Salah satu challenging yaitu ketika masuk ke UI, saya tidak ingin melakukan riset apa yang sudah di S2 dan S3 lakukan. Pada saat itu, saya berpikir bahwa kita harus punya kepakaran sendiri yang bersifat new. Minimal baru di Indonesia. Maka saya memilih 3 fokus waktu itu yaitu tentang apoptin yang idenya didapat dari Dr. Hafiyono dari UNS. Beliau menawarkan gen-gen menarik, salah satunya apoptin ini.

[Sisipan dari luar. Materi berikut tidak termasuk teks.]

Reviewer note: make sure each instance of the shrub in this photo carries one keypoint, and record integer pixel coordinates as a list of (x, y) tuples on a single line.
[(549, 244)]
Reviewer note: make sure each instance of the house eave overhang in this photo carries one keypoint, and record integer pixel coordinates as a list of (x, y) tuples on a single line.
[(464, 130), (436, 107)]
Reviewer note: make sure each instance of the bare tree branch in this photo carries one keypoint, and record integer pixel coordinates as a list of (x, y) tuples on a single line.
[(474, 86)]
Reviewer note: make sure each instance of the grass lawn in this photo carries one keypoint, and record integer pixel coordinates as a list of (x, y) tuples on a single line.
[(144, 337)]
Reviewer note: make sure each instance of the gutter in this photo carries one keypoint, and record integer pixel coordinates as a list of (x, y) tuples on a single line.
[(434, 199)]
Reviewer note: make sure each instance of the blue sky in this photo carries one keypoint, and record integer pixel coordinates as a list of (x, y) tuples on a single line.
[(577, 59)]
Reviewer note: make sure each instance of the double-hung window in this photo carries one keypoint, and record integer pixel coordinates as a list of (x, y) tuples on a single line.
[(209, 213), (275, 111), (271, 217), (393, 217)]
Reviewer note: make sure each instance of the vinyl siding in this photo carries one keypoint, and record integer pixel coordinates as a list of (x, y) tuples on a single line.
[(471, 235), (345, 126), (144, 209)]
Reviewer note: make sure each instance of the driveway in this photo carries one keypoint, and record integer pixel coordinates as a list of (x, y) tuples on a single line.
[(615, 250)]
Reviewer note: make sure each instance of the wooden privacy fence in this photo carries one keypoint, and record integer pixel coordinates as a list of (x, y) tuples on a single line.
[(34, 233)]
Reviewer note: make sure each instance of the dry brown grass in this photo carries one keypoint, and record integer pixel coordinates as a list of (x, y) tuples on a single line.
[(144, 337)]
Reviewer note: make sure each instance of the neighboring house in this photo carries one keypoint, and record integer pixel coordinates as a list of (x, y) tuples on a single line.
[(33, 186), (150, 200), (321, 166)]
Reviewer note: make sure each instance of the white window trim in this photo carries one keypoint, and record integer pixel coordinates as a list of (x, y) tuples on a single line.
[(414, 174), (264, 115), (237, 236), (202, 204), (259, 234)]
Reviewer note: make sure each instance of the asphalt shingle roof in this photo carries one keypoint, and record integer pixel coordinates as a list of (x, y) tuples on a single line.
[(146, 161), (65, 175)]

Kenapa apoptin menarik? Karena apoptin lebih aplikatif dan jika berhasil maka bisa menjadi obat antikanker yang spesifik ke sel kankernya saja tidak menyerang sel normal.

Kemudian karena di Indonesia lebih banyak diminta product base, produknya apa, inovasinya apa, maka berpikir harus punya yang shortterm. Oleh karena itu saya pilih produk-produk perubahan seperti memanfaatkan kasein susu dan propolis. Karena di Al Quran sudah jelas jaminannya (tentang lebah dan apa yang dihasilkannya, -red), kita tinggal diminta untuk mengeksplorasi saja. Apalagi di Indonesia yang masih hidden resources. Banyak tapi belum diidentifikasi.

Selain itu saya juga tertarik dengan dunia nano. Prediksi saya, kedepan yang akan berpotensi besar itu ada IT, nano dan biotek. Kalau IT kan sudah common technology. Jadi saya mengambil dua bidang lainnya yaitu nano dan biotek.

Jadi selama S1 teknik kimia, penelitian atau percobaan saya tentang apoptin selalu di luar. Kerjasama dengan berbagai instansi seperti bppt, farmasi dan lain-lain. Semua gak ada di laboratorium saya (lab teknik kimia, -red) karena tidak ada alat-alatnya.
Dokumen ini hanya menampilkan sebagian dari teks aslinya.